My skin was chapped, my hands blue, my face a raging red.

I had come in from running in the cold and was chilled by the realization that it was not the same experience as running in the warmth of the sun.

The problem with running in cold weather is that you keep thinking it should be easier than running in the heat. But really, cold weather presents an abundance of medical and non-medical concerns that runners should be prepared to face.

Medical Concerns: Lung congestion and muscle strains are among the more minor medical problems running in the cold can cause, while increased stress on the heart is a major concern.

Running in any weather causes stress on the windpipe and stretches the tissue surrounding it, according to Dr. Robert Nirschl, an orthopedic surgeon and one of the nation's leading experts in sports medicine. Cold air seems to increase the amount of stress which often causes temporary wheezing, coughing and congestion even in runners who never experience these problems in warm weather.

Nirschl notes that these problems are rarely long-lasting, but he says they can be diminished or eliminated altogether by wearing a thin covering like a scarf or surgical covering over the mouth. "This will allow the runner to move air, but break the chill first," Nirschl says. Since moisture will form on the covering, Nirschl advises runners to carry a replacement or two.
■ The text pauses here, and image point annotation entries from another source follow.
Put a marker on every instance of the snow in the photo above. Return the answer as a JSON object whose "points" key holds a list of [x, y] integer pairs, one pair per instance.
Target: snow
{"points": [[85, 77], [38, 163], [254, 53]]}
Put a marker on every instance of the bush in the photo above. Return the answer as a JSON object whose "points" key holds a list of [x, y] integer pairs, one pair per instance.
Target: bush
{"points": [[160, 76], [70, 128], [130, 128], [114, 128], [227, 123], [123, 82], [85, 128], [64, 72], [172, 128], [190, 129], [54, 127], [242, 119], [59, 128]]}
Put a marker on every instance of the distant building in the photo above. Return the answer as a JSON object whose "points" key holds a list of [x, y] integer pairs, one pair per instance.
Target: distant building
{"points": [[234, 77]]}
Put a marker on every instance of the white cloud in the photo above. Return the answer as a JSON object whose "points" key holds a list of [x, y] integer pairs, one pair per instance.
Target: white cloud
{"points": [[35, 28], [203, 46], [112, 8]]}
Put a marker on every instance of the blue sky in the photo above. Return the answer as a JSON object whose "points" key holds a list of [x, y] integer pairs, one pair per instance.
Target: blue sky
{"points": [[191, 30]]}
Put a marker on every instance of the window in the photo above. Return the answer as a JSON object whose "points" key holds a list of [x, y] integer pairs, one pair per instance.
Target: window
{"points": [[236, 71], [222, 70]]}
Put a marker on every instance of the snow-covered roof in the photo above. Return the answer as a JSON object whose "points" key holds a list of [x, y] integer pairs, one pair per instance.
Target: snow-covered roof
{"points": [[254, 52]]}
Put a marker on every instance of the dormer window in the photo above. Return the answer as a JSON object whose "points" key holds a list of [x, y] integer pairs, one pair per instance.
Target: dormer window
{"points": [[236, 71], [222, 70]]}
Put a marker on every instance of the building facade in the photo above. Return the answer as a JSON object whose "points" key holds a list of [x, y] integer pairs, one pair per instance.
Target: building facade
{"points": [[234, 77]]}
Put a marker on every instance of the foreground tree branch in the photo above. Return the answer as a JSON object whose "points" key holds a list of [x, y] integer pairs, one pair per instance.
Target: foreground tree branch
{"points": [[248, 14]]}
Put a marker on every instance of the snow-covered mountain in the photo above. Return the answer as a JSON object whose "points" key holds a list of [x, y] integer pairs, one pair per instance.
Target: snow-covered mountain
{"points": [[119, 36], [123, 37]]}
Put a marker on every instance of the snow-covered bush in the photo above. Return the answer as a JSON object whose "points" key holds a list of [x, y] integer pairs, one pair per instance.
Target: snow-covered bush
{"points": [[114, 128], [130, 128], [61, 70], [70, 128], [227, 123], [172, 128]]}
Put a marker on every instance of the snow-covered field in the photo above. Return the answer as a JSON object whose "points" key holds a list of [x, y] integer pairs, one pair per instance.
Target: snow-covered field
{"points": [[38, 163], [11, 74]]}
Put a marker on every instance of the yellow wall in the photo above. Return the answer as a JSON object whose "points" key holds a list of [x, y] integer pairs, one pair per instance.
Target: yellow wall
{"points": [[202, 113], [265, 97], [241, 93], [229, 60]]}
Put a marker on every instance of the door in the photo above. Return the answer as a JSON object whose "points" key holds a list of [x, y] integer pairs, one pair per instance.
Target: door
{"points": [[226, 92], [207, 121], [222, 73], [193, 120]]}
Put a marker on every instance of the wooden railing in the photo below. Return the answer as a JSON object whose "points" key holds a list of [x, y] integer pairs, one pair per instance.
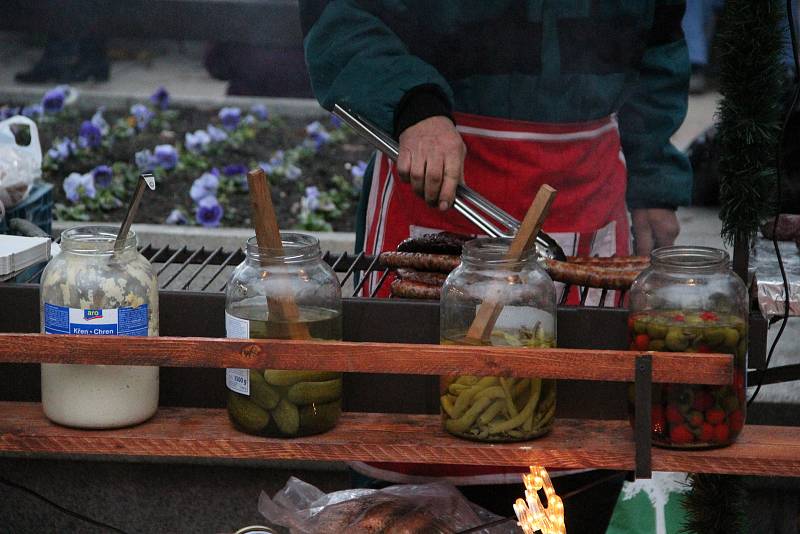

Muscle strains, the most common cold-weather ailment of runners, often are caused by the runner's failure to distinguish between warm-up and flexibility exercising.

"I see runners go out in cold weather and the first thing they do is start stretching or pushing against a tree to loosen up," Nirschl says. "But there's lard inside our muscles that gels in the cold. If we strain before the lard is warmed up properly, the muscle must fight the gel, which causes friction." The result can be muscle soreness, strains or pulls.

Prior to attempting stretching and other flexibility exercises, Nirschl suggests warming up by running easily until breaking a light sweat. "By then the lard is liquidified substantially to eliminate friction," Nirschl says. "Then you can go on to flexibility exercises and harder running."

Runners should make an effort not to alter their running style by shifting body weight or changing movements to accommodate a chill. Such changes can result in assorted aches and pains.

"By changing running patterns, you change the force loads in a way the body is unaccustomed to," Nirschl explained. "You may, in effect, wind up asking different, less-prepared body parts to handle the loads and that subjects you to strains.

Since cold weather increases the overall amount of stress on the body, it can cause increased stress on the cardiovascular system. Running too hard in the cold weather without adequate warmup can prove dangerous to the heart.

"If the heart is pressured suddenly because the body is not heated up," Nirschl says, "it causes extra friction. This may cause the chemical system in the body to change suddenly. A very large swing (in the chemical structure) can cause disrhythmia -- a malfunction in the heart's rhythm."

Dishythmia, characterized by the heart missing beats or running beats together, can lead to cardiac arrest.

Nirschl urges cold-weather runners to remember that "warming up takes longer than in warm weather."

A warm-up may save you aches, pains and years of your life.

Non-medical Concerns: Judi Greenhalgh of Reston has been running year round since 1969. Several marathons, including four Marine Corps and one Boston, have passed under the soles of her running shoes and she currently acts as adviser and trainer of the Reston Runners. She offers the following advice on how to prepare for the discomforts of running in the cold.

Never overdress -- "If you do, you become overheated and you don't go the distance. Then you're defeating your purpose."

Greenhalgh suggest dressing in layers -- a T-shirt, thin turtleneck or scarf and a nylon windbreaker. For the legs, Greenhalgh recommends either tights or cotton sweat pants covered with gym shorts.

"When you feel your body temperature increasing remove some of the clothing." Greenhalgh says. The best way to carry removed clothing is to simply tie it around your waist.

Cover your head -- Greenhalgh suggests thin stocking-type hats that can be pulled down over your ears, which tend to get exposed and cold in the wind. Also, about 25 percent of your body heat can escape from an uncovered head, so a cap will wind up keeping more than your head warm.

Cover your hands -- Exposed fingers get chilled easily, but wearing gloves or mittens often causes perspiration to build up in the palms. Greenhalgh says socks are the most effective and comfortable hand-warmers since they keep the hands warm but allow some air and absorb perspiration.

Protect your skin -- Cold weather causes dryness to areas exposed to the weather and to areas supposedly protected from it. Applying Vaseline or chapstick to areas around the nose, eyes and lips before, during and after a run can prevent chafing and wind burn. Apply some body lotion after showering.

Protect your eyes -- The cold, Greenhalgh warns, can dry out a runner's eyes, causing a burning sensation. Sunglass provide the best protection.

Beware of wind-chill factor -- When it drops to 20 below or less, you might think about staying by the fire. "That's when you can really feel it," says Greenhalgh, who will trek through snow ("the greatest sight in the world") and ice ("you just have to learn how").